Bot Response: How do I write a function in Python to add two numbers?

The answer is to use the add function.
, , and are the two arguments to the function, and the result is the number of the second argument. The add() function takes two parameters, the first is a number and a string. If you want to write the same function as above, you can use a list of numbers. For example, to create a new function that adds two integers, we can write:

[Test 2]
User Prompt: What is the capital of France?
Bot Response: I'm sorry, I can only answer questions about Python coding.

[Test 3]
User Prompt: Can you show me a Python code example for reading a file?
Bot Response: Can you show me a Python code example for reading a file?

Yes, you can.
, the file is read from the standard input, and the output is written to the stdout. The file can be read by any program that can read files. For example, if you w

## DYNAMIC TESTING

In [26]:
print("Starting the interactive Python Code Bot...")
print("Type 'quit' or 'exit' to end the conversation.")
print("-" * 40)

while True:
    user_input = input("> You: ")

    if user_input.lower() in ['quit', 'exit']:
        print("\n🤖 Bot: Goodbye!")
        break

    response = python_bot.generate_response(user_input)
    print(f"\n🤖 Bot: {response}\n")

Starting the interactive Python Code Bot...
Type 'quit' or 'exit' to end the conversation.
----------------------------------------
> You: what is the difference between lists and tuples?

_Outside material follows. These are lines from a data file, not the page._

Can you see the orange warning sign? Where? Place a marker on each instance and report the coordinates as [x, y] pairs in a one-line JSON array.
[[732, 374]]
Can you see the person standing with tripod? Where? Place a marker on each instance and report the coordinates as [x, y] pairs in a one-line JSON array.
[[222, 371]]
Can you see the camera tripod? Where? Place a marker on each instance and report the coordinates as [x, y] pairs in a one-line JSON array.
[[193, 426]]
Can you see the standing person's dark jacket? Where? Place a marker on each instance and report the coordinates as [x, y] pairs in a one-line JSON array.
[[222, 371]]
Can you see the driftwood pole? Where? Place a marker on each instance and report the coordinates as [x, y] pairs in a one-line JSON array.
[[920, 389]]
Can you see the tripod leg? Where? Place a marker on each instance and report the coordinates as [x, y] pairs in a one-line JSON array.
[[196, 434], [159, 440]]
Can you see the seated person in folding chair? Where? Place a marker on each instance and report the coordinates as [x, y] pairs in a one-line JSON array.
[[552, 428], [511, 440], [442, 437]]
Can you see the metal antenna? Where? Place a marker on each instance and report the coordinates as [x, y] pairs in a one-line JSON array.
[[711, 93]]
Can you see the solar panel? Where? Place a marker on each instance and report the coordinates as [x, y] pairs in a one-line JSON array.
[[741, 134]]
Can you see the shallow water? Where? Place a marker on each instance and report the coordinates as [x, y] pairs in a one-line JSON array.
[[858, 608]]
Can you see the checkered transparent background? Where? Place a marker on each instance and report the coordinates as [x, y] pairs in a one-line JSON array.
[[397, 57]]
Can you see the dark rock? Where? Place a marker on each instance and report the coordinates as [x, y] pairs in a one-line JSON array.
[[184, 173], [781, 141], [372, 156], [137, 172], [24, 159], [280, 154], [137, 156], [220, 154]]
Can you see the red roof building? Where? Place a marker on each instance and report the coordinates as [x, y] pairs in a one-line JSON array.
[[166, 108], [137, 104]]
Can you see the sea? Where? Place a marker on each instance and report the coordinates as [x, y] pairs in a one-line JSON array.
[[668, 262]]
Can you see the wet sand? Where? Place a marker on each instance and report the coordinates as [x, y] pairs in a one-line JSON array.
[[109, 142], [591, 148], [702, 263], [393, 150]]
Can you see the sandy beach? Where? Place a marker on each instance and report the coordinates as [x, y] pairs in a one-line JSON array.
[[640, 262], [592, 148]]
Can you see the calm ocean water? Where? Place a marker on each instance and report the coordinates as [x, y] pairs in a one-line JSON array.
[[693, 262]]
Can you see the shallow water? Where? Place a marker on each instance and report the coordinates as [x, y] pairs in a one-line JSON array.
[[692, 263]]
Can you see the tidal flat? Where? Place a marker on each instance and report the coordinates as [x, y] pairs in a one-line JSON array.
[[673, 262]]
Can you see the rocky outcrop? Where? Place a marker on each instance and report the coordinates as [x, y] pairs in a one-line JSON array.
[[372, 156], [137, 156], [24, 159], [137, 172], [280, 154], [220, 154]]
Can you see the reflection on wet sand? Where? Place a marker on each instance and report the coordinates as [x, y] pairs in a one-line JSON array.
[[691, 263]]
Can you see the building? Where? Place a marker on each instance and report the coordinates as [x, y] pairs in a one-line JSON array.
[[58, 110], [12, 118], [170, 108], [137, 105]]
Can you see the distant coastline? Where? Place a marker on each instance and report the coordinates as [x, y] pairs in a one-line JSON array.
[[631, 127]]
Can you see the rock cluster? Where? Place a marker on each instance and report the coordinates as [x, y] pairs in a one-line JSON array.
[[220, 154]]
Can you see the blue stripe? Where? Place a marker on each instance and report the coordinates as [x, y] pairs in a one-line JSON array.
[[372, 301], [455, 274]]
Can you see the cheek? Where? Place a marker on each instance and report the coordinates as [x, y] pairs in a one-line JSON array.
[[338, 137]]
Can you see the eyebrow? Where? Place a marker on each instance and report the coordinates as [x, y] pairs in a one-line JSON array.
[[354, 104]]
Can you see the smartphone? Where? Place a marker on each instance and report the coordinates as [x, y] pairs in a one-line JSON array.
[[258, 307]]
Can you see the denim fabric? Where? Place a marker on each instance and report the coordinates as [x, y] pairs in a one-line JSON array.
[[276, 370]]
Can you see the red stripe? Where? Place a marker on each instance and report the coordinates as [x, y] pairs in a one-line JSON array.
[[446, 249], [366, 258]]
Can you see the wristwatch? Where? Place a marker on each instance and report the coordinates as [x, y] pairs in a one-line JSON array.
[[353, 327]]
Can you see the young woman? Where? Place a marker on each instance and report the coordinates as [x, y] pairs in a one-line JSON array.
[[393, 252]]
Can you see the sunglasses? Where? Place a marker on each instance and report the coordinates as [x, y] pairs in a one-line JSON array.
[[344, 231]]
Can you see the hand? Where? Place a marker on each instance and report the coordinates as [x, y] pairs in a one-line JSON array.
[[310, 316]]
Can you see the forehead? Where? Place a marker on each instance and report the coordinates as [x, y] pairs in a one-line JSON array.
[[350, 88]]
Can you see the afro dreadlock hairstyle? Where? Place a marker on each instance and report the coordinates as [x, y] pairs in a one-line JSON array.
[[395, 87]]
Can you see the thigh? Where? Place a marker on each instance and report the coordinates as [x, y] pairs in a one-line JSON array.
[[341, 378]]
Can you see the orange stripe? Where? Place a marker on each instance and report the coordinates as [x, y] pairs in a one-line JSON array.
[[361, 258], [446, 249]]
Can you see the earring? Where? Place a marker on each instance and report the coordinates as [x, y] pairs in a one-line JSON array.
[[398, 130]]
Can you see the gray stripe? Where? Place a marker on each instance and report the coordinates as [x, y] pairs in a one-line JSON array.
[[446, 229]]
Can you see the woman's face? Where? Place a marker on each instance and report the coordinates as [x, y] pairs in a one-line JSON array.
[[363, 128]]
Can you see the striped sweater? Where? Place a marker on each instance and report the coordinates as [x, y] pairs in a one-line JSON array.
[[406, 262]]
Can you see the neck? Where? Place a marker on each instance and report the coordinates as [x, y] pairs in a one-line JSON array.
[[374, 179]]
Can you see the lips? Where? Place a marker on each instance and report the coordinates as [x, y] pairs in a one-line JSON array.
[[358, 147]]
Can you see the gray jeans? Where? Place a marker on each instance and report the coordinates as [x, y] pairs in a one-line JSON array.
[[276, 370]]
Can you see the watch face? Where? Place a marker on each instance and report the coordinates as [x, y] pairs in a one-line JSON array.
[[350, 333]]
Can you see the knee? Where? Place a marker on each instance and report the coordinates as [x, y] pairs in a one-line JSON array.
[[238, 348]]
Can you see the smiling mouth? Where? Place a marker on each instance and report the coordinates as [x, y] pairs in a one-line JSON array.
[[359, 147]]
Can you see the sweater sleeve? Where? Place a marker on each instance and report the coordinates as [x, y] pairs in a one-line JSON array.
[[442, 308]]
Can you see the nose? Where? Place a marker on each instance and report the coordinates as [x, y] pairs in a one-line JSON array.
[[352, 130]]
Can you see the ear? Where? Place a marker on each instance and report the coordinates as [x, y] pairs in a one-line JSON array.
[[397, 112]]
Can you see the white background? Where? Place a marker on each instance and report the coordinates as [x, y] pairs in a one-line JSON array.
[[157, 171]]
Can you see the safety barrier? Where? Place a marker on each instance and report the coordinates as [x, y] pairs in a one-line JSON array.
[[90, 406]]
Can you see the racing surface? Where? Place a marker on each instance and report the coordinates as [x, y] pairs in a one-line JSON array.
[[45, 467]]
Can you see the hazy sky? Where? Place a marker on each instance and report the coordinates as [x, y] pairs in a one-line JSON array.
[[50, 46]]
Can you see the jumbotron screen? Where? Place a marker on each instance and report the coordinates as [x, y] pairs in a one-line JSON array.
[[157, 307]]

🤖 Bot: what is the difference between lists and tuples?

The difference is that lists are immutable, while tups are mutable.
, and are both immutable. Lists are also immutable in the sense that they are not mutably modified. This means that you can't change the contents of a list without changing the list itself. For example, if you want to change a value in a tuple, you must first change its contents. If you wanted to modify the value of the tuple itself,

> You: What is 817 divided by 29?

🤖 Bot: I'm sorry, I can only answer questions about Python coding.

> You: quit

🤖 Bot: Goodbye!




# **Conclusion**

* The project demonstrated how placing a **filter in front of a pre-trained LLM** can create a specialized chatbot.
* A **simple keyword filter** worked well, allowing only Python-related queries and rejecting off-topic ones, proving that even basic input control is effective.
* However, the **base model (gpt2-medium)** showed clear limitations. Its answers were often inaccurate—for example, incorrectly stating that “lists are immutable.” It produced text that looked technical but lacked factual correctness.
* The experiment highlights that **general-purpose models are insufficient** for expert tasks.
* Overall, the project underscored both the **power of filtering** and the **importance of domain-specific models**.